Mombo – The Fourth Generation has begun!
A new year, a new beginning: introducing the fourth Mombo Camp.
Over the past months, we’ve described the wonders of our Place of Plenty, from its prolific fauna and flora to some of the “legends” that have touched our hearts over the years. We’ve explained how we’re building our new camp and how much care we are taking in keeping it the unashamedly (but appropriate and sustainable) luxurious camp that we have always known and loved.
Today, we look back at the generations of Mombo.
Back in 1984, Mombo was part of a concession that was designated as a hunting area, and a hunting camp – of simple reed and canvas structures – was built. After photographic tourism began to take off, the concessionaires turned Mombo into a photographic safari camp. In 1990, we were offered Mombo, and upon checking out the area, found that the game was skittish, but the sightings were unusual – a sign of things to come.
When Wilderness took over management in 1991, the first thing we did was upgrade the camp. While a few steps up from the original, it was a “true bush experience,” where a hippo enjoyed the swimming pool, and the two elderly Land Rovers used for game drives were likely to break down on a regular basis!
With the wildlife becoming more relaxed and sightings both in variety and numbers increasing exponentially, the ancient name in the baYei proverb – “a Place of Plenty” – could re-emerge. Mombo had come to life.

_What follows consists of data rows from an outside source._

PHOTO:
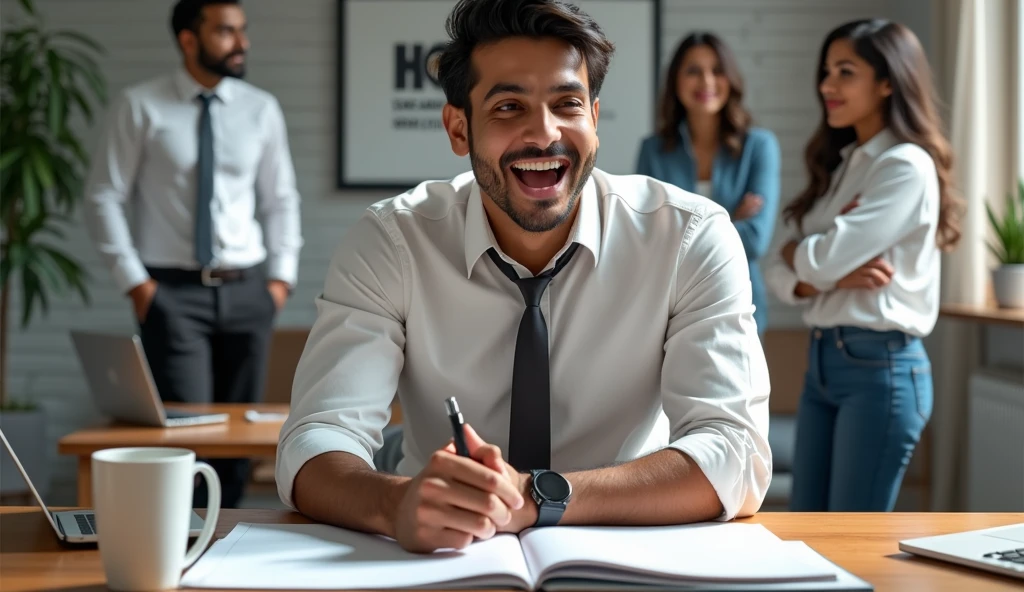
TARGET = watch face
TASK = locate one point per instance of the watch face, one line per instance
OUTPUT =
(552, 485)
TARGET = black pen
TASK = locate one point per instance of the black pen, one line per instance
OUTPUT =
(458, 428)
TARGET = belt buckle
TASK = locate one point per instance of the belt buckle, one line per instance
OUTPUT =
(207, 278)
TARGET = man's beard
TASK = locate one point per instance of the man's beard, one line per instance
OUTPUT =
(542, 217)
(220, 67)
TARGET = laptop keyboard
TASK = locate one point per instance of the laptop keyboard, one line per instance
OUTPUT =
(1013, 556)
(86, 523)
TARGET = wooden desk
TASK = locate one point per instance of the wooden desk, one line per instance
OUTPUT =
(863, 544)
(235, 438)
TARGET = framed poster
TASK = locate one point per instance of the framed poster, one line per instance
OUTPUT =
(389, 107)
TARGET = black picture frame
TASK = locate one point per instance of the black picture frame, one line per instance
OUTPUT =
(399, 184)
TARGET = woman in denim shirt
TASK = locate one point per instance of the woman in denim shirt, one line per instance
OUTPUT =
(705, 144)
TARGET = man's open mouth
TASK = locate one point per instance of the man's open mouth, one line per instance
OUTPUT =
(540, 174)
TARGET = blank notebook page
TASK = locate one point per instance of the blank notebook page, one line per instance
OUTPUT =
(318, 556)
(710, 552)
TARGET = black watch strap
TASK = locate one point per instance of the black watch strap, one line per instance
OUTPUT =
(549, 513)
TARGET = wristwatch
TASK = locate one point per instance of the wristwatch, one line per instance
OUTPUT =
(552, 493)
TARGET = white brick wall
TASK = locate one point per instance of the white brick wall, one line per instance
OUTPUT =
(293, 56)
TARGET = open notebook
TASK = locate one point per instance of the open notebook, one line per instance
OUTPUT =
(317, 556)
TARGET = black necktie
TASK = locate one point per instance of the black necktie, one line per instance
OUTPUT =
(204, 184)
(529, 422)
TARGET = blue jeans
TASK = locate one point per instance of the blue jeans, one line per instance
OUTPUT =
(867, 396)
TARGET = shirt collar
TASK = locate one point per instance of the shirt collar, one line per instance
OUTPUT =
(879, 143)
(479, 237)
(188, 89)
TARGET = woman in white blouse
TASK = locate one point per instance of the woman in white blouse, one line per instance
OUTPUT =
(860, 251)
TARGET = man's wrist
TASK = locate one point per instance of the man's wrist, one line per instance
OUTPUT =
(525, 516)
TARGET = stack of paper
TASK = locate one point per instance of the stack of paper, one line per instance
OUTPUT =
(317, 556)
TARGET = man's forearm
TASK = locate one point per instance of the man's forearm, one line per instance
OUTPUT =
(340, 489)
(665, 488)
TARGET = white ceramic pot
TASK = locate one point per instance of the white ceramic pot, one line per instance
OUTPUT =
(26, 430)
(1008, 283)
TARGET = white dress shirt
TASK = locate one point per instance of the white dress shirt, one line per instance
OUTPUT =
(147, 158)
(652, 340)
(704, 188)
(896, 186)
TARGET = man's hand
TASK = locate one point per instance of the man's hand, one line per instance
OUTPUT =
(804, 290)
(749, 207)
(455, 499)
(491, 456)
(279, 291)
(141, 298)
(870, 276)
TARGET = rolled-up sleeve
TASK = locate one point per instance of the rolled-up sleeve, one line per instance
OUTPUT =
(715, 379)
(348, 374)
(889, 209)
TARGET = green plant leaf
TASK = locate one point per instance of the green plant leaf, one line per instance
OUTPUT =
(57, 107)
(9, 157)
(31, 206)
(74, 35)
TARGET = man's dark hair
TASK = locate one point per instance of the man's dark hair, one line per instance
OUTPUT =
(188, 13)
(475, 23)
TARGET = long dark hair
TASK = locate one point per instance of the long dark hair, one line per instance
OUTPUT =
(735, 118)
(896, 55)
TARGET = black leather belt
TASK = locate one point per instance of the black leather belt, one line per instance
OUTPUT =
(205, 277)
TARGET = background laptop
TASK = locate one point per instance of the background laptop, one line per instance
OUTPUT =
(76, 525)
(999, 549)
(122, 385)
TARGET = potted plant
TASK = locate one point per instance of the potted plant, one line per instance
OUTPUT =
(46, 79)
(1008, 279)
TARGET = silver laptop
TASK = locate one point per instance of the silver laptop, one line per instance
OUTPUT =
(122, 384)
(999, 550)
(76, 525)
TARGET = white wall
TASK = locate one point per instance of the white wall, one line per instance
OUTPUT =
(293, 56)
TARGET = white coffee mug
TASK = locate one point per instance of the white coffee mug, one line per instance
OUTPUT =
(142, 498)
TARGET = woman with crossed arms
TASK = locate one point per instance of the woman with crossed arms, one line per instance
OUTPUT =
(860, 251)
(706, 144)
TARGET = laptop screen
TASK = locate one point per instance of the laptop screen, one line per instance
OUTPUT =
(28, 481)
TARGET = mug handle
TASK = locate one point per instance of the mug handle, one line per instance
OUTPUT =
(212, 512)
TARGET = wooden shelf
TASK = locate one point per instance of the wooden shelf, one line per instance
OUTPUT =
(990, 314)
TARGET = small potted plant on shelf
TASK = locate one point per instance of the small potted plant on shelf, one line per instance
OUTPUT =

In 1999, Wilderness was awarded the tender for the lease of the Mombo Concession, and motivated for permission to relocate the camp to a site that was accessible year round. Once received, work began on a new luxury camp, comprising Mombo and Little Mombo, on a beautiful expansive floodplain that more often than not was dotted with wildlife. It opened in June 2000.
People said such luxury didn’t belong here. It would ruin the ‘soul’ of the Okavango, it was “over the top.” But instead, Mombo changed the perception of what luxury tourism was, and how conservation could – and should – be achieved using ecotourism. It was at the same time and in the same spirit that the company approached the Botswana government with a radical idea: to release rhino back into the wilds of the Okavango at Mombo. And so it was that rhino and Mombo became synonymous.
We have taken the lessons we’ve learnt over the years of building camps with as light a footprint as possible in wild remote places and applied it, with love, to our Place of Plenty.